People of Alabama, I'm asking you to not cross that line now. If you're opposed to Democrat policies, I'm not asking you to vote for a Democrat that you can't support. I'm just asking you to do as I would do, as my parents, no doubt, would have done: Not vote for someone who crosses a line that shouldn't be crossed. Write in a vote. But don't cross that line.

But, if it were just the one line - the making ridiculously false claims repeatedly - that would be bad enough, and it should be! But with Trump and Moore, we have men who, by all the data we have available, are men who've abused, mistreated, oppressed or sexually assaulted or harassed women. In both cases, they did so even with teen aged girls/young women.

This is a basic decency line that cannot be crossed. It is/should be an instant deal breaker.

I don't need to know anything else about the candidate or his opponent if I know he has abused/mistreated women/girls. Period.

I'm not saying that there is enough evidence to convict either man of any crimes, I'm not a legal scholar, but I'm guessing there isn't enough evidence for that. But, just because the data is not sufficient to rise to a level of legal conviction, the evidence is sufficient that they are bad men who have mistreated women. Regularly.

This is a line that should not be crossed. Please, for the sake of our common humanity, do not cross that line.

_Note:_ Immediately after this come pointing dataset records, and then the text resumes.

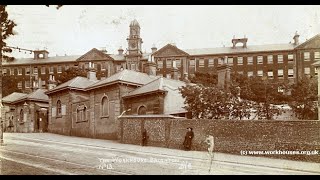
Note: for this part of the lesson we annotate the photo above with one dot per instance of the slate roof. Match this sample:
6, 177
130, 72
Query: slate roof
126, 76
237, 50
38, 95
157, 85
55, 59
12, 97
78, 82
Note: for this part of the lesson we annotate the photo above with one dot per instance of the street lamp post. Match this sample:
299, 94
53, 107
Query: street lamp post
1, 121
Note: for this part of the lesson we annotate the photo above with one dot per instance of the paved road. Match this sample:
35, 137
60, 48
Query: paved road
55, 154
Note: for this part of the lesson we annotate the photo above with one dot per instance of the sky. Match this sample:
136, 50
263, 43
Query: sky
76, 29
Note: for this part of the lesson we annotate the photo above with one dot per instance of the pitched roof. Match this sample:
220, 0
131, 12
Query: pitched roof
231, 50
95, 51
125, 76
78, 82
55, 59
12, 97
157, 85
38, 95
306, 42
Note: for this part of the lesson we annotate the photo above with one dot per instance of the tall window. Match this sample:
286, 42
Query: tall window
290, 58
306, 56
21, 115
19, 71
192, 62
160, 63
260, 59
307, 70
178, 63
81, 113
240, 60
58, 108
27, 84
250, 60
317, 56
270, 59
168, 63
280, 73
105, 106
280, 58
142, 110
230, 61
270, 74
27, 71
35, 70
59, 69
211, 62
43, 70
290, 73
51, 69
201, 62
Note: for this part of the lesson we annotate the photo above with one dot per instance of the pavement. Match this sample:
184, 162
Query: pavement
222, 163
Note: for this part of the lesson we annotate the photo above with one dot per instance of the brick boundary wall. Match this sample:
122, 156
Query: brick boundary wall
231, 136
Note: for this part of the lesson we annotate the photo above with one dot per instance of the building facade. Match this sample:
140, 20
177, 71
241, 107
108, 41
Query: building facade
285, 62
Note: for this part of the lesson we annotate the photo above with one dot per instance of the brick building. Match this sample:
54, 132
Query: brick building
276, 61
90, 107
26, 112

When the stories about Bill Clinton came out, there were two... then three women. And their stories were not proof positive. There was, I think, reasonable doubt in at least their more serious allegations (murder, rape). Nonetheless, I thought the evidence that Bill Clinton had a problem was sufficient for me to not vote for him. It was a line that I could not cross. In both of his elections, I held my nose and voted for a third party candidate and against Bill Clinton. Conservatives at the time agreed with me... he was a problematic candidate and they loudly said so.

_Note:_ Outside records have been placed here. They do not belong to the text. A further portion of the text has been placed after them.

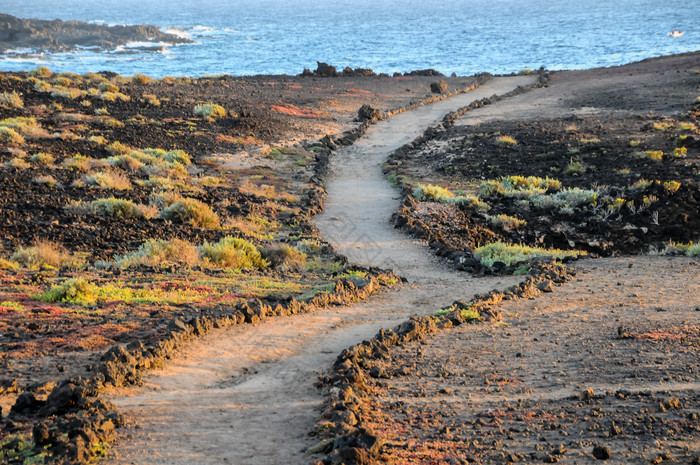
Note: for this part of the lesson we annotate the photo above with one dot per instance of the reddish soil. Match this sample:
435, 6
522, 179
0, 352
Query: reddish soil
609, 359
601, 130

I would not cross that line to vote for Clinton. People of Alabama, the evidence against Trump and, now Moore, is greater than that against Clinton. I'm just asking you to do what you said we should do with Clinton back then and refuse to cross that line. Do not vote for this man. Vote third party or write in a candidate, but do not vote for him.

There are lines that we should not cross.

Be the strong moral and rational sort of conservatives that I remember from my youth. Let there be some candidates on your side that have crossed a line that you will not cross.